Subramanian: What do you think some take-home messages for the clinician would be from that discussion? I think it was a very cool paper.

Kalia: Maybe the take-home messages is it’s complicated, which is not as simple as I had hoped. I hoped that we’d come back with clear messages of what we really need to do with Parkinson’s. 

I think we found common ground for one thing. I think it’s fair to say that MS has done remarkably well at treating inflammation. All of their drugs are based on that, and they will recognize that they have challenges in terms of treating the neurodegenerative part of their condition.

Now that we increasingly recognize that inflammation is a part of Parkinson’s disease and there’s increased work around the immune basis to the disease, I think we are going to be able to take advantage of what MS has done and learn to hopefully make advances that way. 

For anybody who’s learned about MS , its successes have hanged heavily on its neuroimaging biomarkers of MRI. Of course, biomarkers are needed for the development of Parkinson’s disease , and perhaps more work into the neuroimaging piece as well as the biospecimen biomarkers is key to starting to be able to have different kinds of outcome measures. Not the clinical outcome measures that we’re using right now in basically all of our clinical trials, but to have early biomarker outcome measures that will help to inform us for our later clinical trials.

The other commonality between the two is this concept of earlier disease. We have our prodromal Parkinson’s disease and MS has their radiologically isolated syndrome. Up until now, logically, it has made sense to us that we should treat earlier in Parkinson’s disease, and that will likely give us better successes. In the MS space, there’s actually proof of that. They have clinical trials showing the benefit of treating people in the radiologically isolated syndrome state. 

While in Parkinson’s disease, it has been theoretical and seems to make sense to all of us, we don’t have any hard proof to say that treating earlier is better, whereas in MS they have already demonstrated that. I think this then provides us with actual proof in the pudding that that approach really does have implications for disease progression.

PD Ahead of MS for Lifestyle

Subramanian: Absolutely. I think both diseases in many ways have revolutionized since back in the day when we were in training. The MS models have really come a long way, with many patients doing very well for a long time. I think we have to really take a look at where our feelings are and how we can do better.

I’m excited just about the concept of identifying people early and then getting people who may be even at risk for developing Parkinson’s into lifestyle measures and wellness choices. I think MS has done a great job of that as well. Can you speak a little bit about that from your own perspective?

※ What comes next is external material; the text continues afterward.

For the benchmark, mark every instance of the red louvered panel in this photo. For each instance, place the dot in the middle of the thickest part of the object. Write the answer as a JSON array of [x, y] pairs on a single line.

Kalia: I don’t think it came out in the paper, but it came out in our discussions that as a field and as a patient population, there’s probably been more embrace of lifestyle measures and physical activity in Parkinson’s, which I think is kudos to us in Parkinson’s disease. 

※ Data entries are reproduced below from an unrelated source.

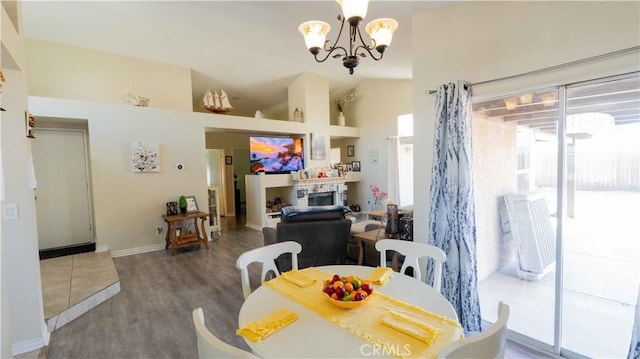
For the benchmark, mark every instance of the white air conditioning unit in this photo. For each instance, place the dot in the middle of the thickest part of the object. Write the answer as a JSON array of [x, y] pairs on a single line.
[[533, 233]]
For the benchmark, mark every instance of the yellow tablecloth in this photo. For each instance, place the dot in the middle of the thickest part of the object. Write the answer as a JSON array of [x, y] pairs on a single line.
[[366, 321]]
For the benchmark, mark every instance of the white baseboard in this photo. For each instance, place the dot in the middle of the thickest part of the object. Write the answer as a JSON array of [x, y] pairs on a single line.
[[102, 248], [30, 345], [137, 250]]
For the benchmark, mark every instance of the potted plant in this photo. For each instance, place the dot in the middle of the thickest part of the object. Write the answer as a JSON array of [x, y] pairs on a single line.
[[341, 104], [182, 203]]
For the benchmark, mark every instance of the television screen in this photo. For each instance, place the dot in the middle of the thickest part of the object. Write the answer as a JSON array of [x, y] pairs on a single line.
[[276, 154]]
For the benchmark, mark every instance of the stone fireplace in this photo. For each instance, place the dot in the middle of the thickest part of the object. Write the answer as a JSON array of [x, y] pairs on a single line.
[[321, 199], [319, 192]]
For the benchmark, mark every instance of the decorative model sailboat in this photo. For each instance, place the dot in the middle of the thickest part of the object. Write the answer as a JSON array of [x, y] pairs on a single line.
[[218, 103]]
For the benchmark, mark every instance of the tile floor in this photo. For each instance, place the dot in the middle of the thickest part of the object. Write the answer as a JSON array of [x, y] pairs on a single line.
[[72, 285]]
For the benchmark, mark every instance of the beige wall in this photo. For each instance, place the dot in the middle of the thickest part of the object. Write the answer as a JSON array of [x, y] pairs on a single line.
[[480, 41], [494, 161], [68, 72], [22, 326], [128, 205], [376, 114]]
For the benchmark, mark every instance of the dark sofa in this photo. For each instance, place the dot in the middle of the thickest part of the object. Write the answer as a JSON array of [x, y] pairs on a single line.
[[322, 231]]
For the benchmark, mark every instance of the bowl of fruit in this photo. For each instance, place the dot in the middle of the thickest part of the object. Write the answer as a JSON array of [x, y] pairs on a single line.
[[347, 292]]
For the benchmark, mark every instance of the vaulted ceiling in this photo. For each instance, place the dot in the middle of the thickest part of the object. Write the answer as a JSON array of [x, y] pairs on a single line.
[[252, 49]]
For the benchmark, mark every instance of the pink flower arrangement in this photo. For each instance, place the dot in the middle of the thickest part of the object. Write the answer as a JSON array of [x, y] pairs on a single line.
[[377, 194]]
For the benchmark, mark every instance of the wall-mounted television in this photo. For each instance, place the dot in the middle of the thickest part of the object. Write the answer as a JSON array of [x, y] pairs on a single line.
[[276, 154]]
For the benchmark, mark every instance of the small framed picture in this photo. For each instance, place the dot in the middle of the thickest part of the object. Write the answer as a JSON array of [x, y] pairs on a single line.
[[192, 206], [172, 208]]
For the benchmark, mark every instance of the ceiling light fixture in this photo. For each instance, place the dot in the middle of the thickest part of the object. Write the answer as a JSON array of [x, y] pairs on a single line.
[[526, 98], [354, 11], [511, 103]]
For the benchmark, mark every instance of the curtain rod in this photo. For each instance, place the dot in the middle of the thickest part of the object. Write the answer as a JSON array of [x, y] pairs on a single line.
[[551, 68]]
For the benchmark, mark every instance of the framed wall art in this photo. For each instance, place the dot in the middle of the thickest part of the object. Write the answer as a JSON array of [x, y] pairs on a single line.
[[145, 157], [192, 205]]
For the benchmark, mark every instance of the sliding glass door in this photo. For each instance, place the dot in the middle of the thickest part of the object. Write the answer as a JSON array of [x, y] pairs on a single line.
[[569, 269], [602, 228]]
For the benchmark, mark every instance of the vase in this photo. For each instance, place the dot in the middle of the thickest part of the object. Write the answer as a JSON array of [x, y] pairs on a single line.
[[392, 229]]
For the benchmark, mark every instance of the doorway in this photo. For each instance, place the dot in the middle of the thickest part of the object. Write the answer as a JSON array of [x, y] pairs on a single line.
[[63, 200]]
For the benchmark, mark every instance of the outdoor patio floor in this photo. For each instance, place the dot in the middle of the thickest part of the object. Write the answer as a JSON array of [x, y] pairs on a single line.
[[601, 278]]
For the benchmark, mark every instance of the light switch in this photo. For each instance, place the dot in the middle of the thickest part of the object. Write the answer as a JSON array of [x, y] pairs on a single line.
[[10, 211]]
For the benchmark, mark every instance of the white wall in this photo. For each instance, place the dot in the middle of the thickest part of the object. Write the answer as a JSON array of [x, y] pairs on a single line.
[[128, 205], [376, 114], [22, 325], [480, 41], [19, 236], [69, 72]]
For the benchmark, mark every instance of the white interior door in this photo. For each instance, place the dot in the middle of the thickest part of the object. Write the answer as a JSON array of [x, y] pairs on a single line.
[[62, 195]]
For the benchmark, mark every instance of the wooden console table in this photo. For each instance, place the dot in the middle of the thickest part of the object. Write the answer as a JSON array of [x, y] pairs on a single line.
[[185, 239]]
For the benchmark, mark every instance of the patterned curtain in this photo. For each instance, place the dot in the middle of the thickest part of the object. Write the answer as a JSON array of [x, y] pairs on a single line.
[[634, 348], [452, 224]]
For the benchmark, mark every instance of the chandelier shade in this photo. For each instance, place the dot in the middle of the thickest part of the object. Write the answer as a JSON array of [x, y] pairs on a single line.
[[381, 32], [353, 12], [314, 33]]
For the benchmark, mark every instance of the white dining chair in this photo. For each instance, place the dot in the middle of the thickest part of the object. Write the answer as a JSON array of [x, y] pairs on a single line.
[[486, 344], [267, 256], [412, 251], [209, 346]]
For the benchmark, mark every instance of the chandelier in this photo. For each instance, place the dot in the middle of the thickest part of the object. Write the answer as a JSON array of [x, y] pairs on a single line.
[[354, 11]]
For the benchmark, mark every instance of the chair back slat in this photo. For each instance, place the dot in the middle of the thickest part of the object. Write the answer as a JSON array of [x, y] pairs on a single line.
[[266, 255], [413, 251], [487, 344]]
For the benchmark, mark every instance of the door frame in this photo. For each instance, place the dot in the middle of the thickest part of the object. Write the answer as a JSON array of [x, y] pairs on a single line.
[[87, 168]]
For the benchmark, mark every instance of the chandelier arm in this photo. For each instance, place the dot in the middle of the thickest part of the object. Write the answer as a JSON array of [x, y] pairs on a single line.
[[372, 54], [329, 52], [334, 47], [366, 47]]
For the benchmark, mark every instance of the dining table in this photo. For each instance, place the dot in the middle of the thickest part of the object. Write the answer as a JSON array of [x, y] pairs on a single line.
[[312, 335]]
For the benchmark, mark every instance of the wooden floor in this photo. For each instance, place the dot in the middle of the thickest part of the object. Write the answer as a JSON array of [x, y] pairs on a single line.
[[151, 316]]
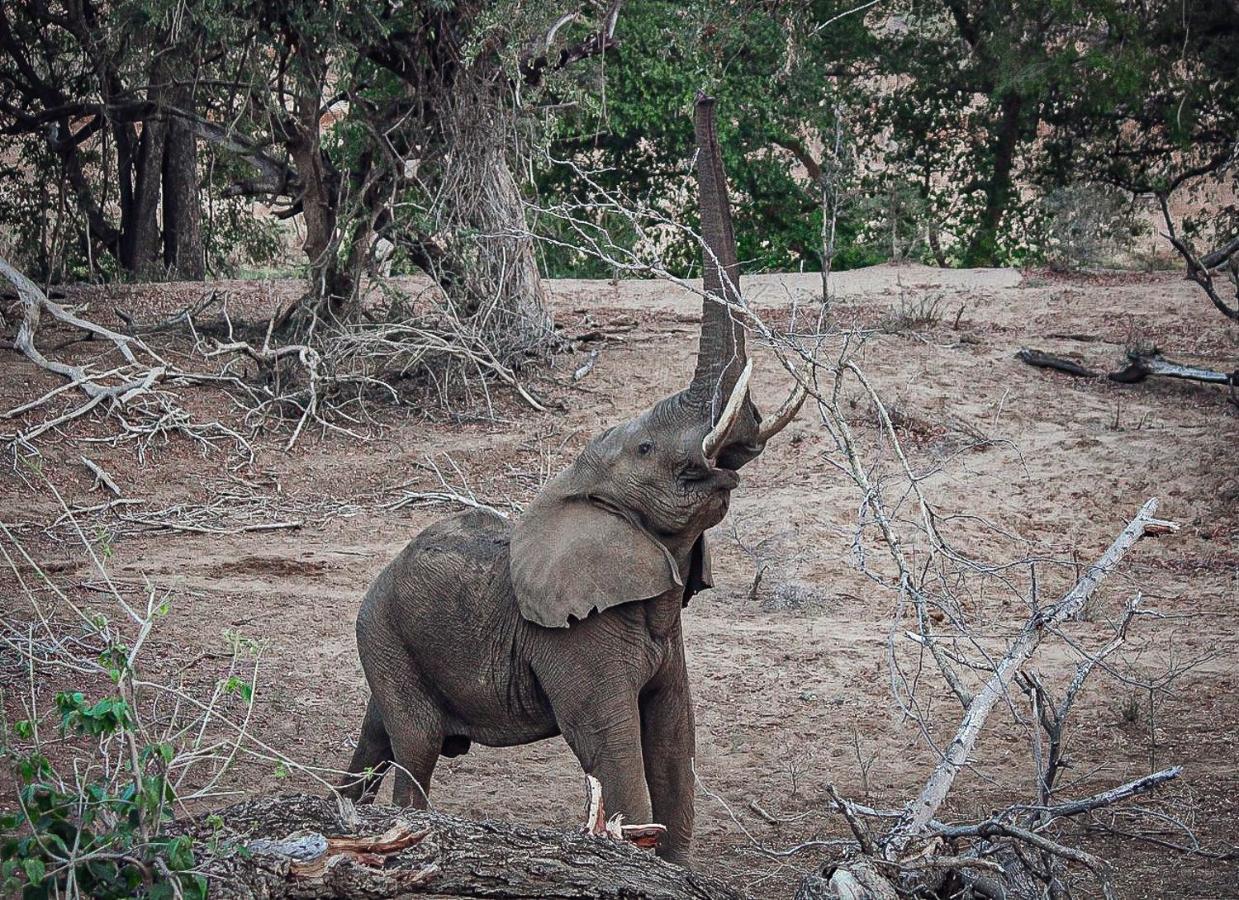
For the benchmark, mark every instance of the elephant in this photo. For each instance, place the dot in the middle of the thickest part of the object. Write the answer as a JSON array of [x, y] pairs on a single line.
[[568, 621]]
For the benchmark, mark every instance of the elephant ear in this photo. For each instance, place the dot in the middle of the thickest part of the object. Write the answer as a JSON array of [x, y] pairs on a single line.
[[700, 574], [575, 554]]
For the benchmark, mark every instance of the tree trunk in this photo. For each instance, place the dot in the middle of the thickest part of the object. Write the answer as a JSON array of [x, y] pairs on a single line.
[[305, 847], [183, 253], [983, 249], [487, 269], [332, 285], [146, 259]]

Maybe it’s in part because in MS they have these drugs that came through one after another after another, and there’s this heavy pharma management of MS that they haven’t had to explore the lifestyle assets.

There’s a large amount that MS has to learn from Parkinson’s disease, in terms of putting in place so many of the things that we discuss in Parkinson’s, whether it be diet, sleep, stress or mindfulness — all of these things. I think that in Parkinson’s, we’re further ahead.

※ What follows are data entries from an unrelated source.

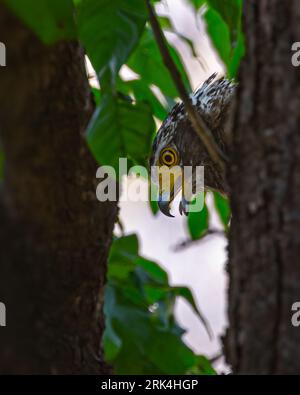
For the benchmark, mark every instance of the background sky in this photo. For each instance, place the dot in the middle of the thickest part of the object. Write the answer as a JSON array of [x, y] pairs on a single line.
[[201, 266]]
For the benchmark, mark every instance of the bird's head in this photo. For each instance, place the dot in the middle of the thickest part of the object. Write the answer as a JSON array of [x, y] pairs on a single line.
[[176, 144]]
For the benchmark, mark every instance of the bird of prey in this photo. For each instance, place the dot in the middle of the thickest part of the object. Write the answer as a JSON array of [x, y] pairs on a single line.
[[177, 144]]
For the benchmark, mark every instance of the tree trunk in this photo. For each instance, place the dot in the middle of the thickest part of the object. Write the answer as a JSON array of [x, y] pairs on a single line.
[[264, 264], [54, 235]]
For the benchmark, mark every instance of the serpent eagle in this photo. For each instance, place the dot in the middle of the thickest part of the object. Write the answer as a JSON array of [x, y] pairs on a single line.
[[177, 144]]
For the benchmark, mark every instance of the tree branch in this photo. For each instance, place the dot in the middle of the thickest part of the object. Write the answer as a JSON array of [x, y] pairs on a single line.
[[206, 136]]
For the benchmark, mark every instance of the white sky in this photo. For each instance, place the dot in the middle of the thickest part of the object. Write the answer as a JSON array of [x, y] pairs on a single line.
[[200, 267]]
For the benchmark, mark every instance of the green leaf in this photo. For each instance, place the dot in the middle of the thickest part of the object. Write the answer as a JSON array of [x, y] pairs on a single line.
[[203, 367], [198, 223], [197, 4], [223, 209], [121, 129], [147, 62], [223, 20], [110, 30], [51, 20], [142, 92]]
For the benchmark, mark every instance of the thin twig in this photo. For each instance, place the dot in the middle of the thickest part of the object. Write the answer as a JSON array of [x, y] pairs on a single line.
[[197, 122], [190, 242]]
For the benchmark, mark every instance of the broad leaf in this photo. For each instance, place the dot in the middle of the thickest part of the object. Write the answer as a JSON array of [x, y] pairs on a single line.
[[147, 62], [110, 30], [141, 334], [51, 20], [198, 223], [121, 129]]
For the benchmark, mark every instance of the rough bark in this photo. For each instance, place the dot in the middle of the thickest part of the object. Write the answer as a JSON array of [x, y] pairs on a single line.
[[54, 235], [264, 250]]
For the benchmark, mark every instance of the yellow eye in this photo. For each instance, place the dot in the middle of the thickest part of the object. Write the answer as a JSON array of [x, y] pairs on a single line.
[[169, 157]]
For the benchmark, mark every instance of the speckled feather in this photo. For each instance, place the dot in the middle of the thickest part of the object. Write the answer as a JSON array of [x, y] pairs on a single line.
[[212, 101]]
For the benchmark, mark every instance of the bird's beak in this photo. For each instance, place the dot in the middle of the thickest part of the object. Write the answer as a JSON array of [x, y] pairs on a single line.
[[168, 193]]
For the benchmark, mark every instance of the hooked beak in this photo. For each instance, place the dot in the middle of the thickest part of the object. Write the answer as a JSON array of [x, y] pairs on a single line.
[[166, 196]]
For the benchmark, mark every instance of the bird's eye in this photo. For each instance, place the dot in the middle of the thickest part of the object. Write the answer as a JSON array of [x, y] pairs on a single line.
[[169, 157]]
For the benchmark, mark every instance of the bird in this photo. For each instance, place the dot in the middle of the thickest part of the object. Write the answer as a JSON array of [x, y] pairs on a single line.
[[176, 144]]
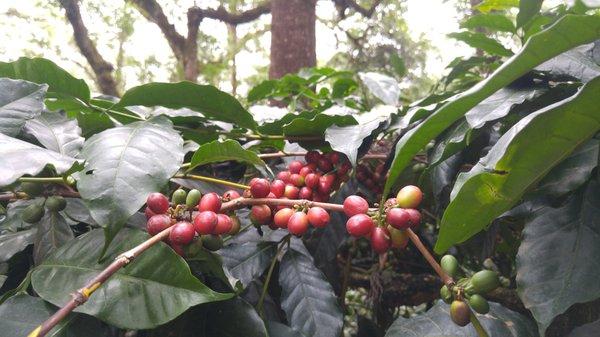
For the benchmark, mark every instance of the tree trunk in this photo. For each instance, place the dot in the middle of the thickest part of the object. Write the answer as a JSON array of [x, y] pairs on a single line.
[[292, 36]]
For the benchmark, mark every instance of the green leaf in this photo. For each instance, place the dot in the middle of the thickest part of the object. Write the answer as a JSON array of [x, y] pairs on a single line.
[[229, 149], [382, 86], [19, 101], [567, 239], [20, 158], [210, 101], [12, 243], [527, 10], [153, 289], [436, 322], [52, 232], [39, 70], [480, 41], [522, 156], [495, 22], [307, 299], [566, 33], [123, 165], [56, 133], [249, 260], [22, 313]]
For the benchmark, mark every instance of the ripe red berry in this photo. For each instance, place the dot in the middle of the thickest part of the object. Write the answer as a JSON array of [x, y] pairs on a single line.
[[295, 166], [398, 218], [277, 188], [409, 196], [359, 225], [260, 188], [318, 217], [205, 222], [158, 223], [182, 233], [224, 224], [260, 214], [282, 217], [380, 240], [298, 223], [305, 193], [230, 195], [210, 202], [355, 205], [158, 203], [291, 192]]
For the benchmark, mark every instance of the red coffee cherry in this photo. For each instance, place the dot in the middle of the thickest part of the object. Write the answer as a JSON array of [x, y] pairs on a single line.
[[409, 197], [205, 222], [158, 223], [260, 214], [295, 166], [277, 188], [380, 240], [260, 188], [210, 202], [224, 224], [298, 223], [355, 205], [318, 217], [158, 203], [359, 225], [398, 217], [182, 233], [282, 217]]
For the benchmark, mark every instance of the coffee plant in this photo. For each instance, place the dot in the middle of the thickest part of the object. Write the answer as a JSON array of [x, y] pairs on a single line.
[[178, 210]]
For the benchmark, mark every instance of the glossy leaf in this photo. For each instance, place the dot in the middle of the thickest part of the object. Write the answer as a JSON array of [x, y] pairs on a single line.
[[56, 132], [207, 99], [307, 299], [566, 33], [158, 284], [39, 70], [516, 162], [567, 239], [436, 322], [20, 101], [20, 158], [124, 165]]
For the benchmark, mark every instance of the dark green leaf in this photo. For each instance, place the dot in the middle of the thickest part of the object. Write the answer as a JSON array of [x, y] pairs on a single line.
[[20, 101], [566, 240], [566, 33], [56, 133], [125, 164], [480, 41], [499, 322], [307, 299], [522, 156], [157, 285], [20, 158], [208, 100], [39, 70]]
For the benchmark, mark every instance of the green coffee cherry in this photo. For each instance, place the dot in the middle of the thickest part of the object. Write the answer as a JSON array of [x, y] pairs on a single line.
[[450, 265], [479, 304], [485, 281], [446, 294], [193, 198], [56, 203], [33, 213], [460, 313], [179, 197]]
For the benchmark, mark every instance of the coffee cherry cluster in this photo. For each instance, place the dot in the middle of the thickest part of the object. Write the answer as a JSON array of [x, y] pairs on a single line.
[[388, 229], [467, 292], [191, 230]]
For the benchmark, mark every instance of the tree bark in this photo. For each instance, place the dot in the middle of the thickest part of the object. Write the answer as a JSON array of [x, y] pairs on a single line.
[[292, 36]]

Subramanian: Absolutely. I agree with you. I’m excited to learn from these other disease states that we train under in residency. We see these patients and we can open our minds to looking at different lenses, for sure. 

Thank you so much for spending the time and chatting about this. Kudos to you for having that meeting. It sounds like a great opportunity to bring great minds together.

Kalia: Yes. Hopefully, we can do more of this in the future.

Subramanian: Go Canada. Thank you for joining us, everyone.